In re Rehabilitation of Manhattan Re-Insurance Co., C.A. No. 2844-VCP (Del. Ch. Oct. 4, 2011). Read opinion here.

Issues Addressed

Whether the Court of Chancery has original and exclusive jurisdiction over insurance rehabilitation proceedings.

If so, whether that exclusive jurisdiction permits the Court, in its discretion, to divest jurisdiction over certain claims to an arbitration panel where the parties agreed to submit to arbitration prior to one of the parties becoming insolvent.

This summary was prepared by a former associate of Eckert Seamans.

Background

Manhattan Re-Insurance Company, a Delaware insurance company, and American Motorists Insurance Company (AMICO), an Illinois insurance company, are successors-in-interest to a number of reinsurance contracts entered into during the 1970s by both companies’ predecessors. The contracts included a mandatory arbitration provision requiring them to submit “any irreconcilable dispute between [the parties] in connection with the[ese] Agreement[s]” to a three-member arbitration panel.

The contracts also required AMICO to maintain a letter of credit (LOC) for Manhattan Re, which Manhattan Re could draw on if AMICO defaulted on its obligations to third-party claimants. When AMICO notified Manhattan Re that it was unable to extend its LOC, Manhattan drew down the full amount of the LOC – more than $7 million – and put that money in a separate account called the AMICO Fund.

In 2007, Manhattan Re became insolvent and subsequently proposed rehabilitation. The Court of Chancery appointed a receiver to handle the rehabilitation. In its plan of rehabilitation, the receiver proposed that Manhattan Re use the AMICO Fund as unrestricted assets to satisfy the claims of all creditors. AMICO objected to the plan, contending that the AMICO Fund is restricted cash collateral that can only be used to pay AMICO’s reinsurance obligations as the reinsurer for Manhattan Re. Additionally, AMICO “moved to refer the parties to arbitration for a binding determination of ‘the proper amount of the AMICO Fund and the specific rights and obligations of the [r]eceiver and AMICO with respect thereto,” and for a preliminary injunction prohibiting the receiver from distributing those funds during the arbitration.

Legal Analysis

As a matter of first impression, the Court considered Delaware’s Uniform Insurers Liquidation Act (UILA), found within 18 Del. C. §§ 5901-5932, and determined that the legislature intended to give the Court of Chancery “original and exclusive jurisdiction over the in rem proceedings of the rehabilitation, [but] does not give the Court of Chancery exclusive jurisdiction over all claims brought against the insolvent insurer,” such as in personam claims.
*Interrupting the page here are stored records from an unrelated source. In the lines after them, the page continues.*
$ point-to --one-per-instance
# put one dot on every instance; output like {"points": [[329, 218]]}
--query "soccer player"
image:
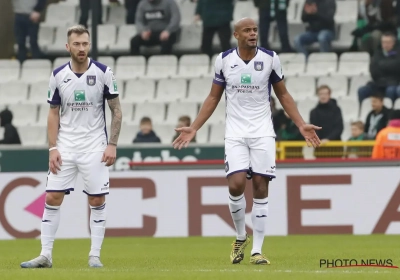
{"points": [[246, 73], [78, 142]]}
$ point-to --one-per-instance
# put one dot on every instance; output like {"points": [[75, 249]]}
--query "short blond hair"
{"points": [[77, 29]]}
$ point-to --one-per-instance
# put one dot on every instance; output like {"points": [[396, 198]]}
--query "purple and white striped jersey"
{"points": [[82, 106], [248, 91]]}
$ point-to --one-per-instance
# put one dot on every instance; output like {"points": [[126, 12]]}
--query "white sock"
{"points": [[259, 219], [97, 228], [50, 222], [237, 207]]}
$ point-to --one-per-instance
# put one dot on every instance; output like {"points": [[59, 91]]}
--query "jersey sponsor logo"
{"points": [[155, 14], [258, 65], [80, 103], [91, 80], [245, 79]]}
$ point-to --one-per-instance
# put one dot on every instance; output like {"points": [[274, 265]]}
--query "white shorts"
{"points": [[251, 155], [95, 174]]}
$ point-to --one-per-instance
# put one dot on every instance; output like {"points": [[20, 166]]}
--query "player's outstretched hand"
{"points": [[183, 140], [309, 134], [54, 161], [110, 154]]}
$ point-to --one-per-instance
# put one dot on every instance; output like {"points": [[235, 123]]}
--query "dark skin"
{"points": [[246, 34]]}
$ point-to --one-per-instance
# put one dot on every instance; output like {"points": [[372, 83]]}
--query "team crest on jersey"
{"points": [[258, 65], [91, 80]]}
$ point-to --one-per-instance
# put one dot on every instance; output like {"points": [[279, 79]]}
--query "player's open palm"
{"points": [[309, 134], [183, 140], [54, 161]]}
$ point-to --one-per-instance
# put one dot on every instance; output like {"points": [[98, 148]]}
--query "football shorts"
{"points": [[95, 174], [251, 155]]}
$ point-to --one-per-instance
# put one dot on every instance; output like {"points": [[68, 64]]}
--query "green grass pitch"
{"points": [[292, 257]]}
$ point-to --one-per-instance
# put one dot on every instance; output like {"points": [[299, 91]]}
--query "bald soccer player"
{"points": [[246, 74]]}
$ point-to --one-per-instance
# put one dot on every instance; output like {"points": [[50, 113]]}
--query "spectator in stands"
{"points": [[375, 17], [327, 115], [357, 134], [270, 10], [357, 131], [384, 68], [378, 118], [146, 133], [387, 143], [278, 115], [157, 23], [11, 135], [183, 121], [27, 18], [319, 15], [216, 17], [131, 7]]}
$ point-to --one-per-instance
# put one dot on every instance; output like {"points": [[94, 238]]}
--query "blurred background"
{"points": [[340, 60]]}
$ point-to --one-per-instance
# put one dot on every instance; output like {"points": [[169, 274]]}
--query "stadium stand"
{"points": [[166, 87]]}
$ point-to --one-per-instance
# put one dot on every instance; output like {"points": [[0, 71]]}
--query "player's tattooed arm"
{"points": [[53, 122], [116, 120]]}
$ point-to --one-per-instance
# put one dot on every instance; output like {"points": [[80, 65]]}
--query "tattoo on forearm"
{"points": [[116, 120]]}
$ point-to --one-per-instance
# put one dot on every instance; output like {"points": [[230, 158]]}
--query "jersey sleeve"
{"points": [[276, 74], [377, 151], [110, 84], [219, 78], [53, 94]]}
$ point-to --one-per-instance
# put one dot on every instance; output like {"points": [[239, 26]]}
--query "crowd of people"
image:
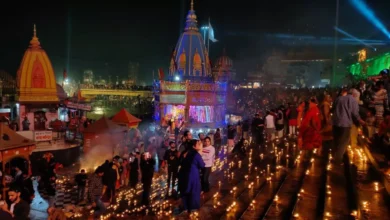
{"points": [[331, 118]]}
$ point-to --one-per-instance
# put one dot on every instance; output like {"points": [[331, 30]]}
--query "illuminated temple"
{"points": [[36, 88], [191, 94], [371, 66]]}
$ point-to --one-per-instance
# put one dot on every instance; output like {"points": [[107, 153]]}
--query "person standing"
{"points": [[171, 158], [346, 109], [191, 163], [217, 141], [185, 145], [292, 115], [258, 129], [147, 169], [231, 135], [81, 180], [134, 169], [280, 122], [96, 190], [19, 209], [309, 136], [208, 156], [270, 126]]}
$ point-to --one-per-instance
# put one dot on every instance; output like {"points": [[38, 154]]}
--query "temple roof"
{"points": [[190, 58], [35, 77], [61, 92], [104, 125], [124, 117], [224, 61], [9, 139]]}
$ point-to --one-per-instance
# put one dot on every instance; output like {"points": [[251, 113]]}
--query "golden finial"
{"points": [[35, 31], [34, 42]]}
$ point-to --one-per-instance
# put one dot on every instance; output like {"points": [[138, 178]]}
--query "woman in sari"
{"points": [[310, 130], [191, 163]]}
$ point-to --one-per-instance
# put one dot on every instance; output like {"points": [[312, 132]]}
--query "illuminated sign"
{"points": [[362, 55]]}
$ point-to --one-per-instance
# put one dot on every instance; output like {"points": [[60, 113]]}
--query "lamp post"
{"points": [[335, 44], [204, 29]]}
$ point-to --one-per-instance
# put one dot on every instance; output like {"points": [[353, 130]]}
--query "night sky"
{"points": [[105, 37]]}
The Court noted that while the statute does not explicitly confer exclusive jurisdiction on the Court of Chancery, the statutory scheme suggests that the Court’s in rem jurisdiction is exclusive, and the jurisdiction over collateral proceedings is permissive; the main goal being the orderly liquidation or rehabilitation of the insurer.

AMICO’s claims against Manhattan Re were in personam claims, which the Court held could be referred to arbitration (pursuant to the original contracts executed in the 1970s between both parties’ successors). The Court could have decided to adjudicate the claims; however, because the parties previously agreed to arbitrate in a valid contract, and an arbitration panel is a “court” of competent jurisdiction, there was no reason to interfere with the terms negotiated and agreed by the parties. Further, the receiver assumes the position of the company and is obligated to honor the agreements of its predecessor.

The Court ruled that the receiver could continue to resolve the claims against Manhattan Re during the pendency of the arbitration, but stayed consideration of the receiver’s plan of rehabilitation until the arbitration was complete.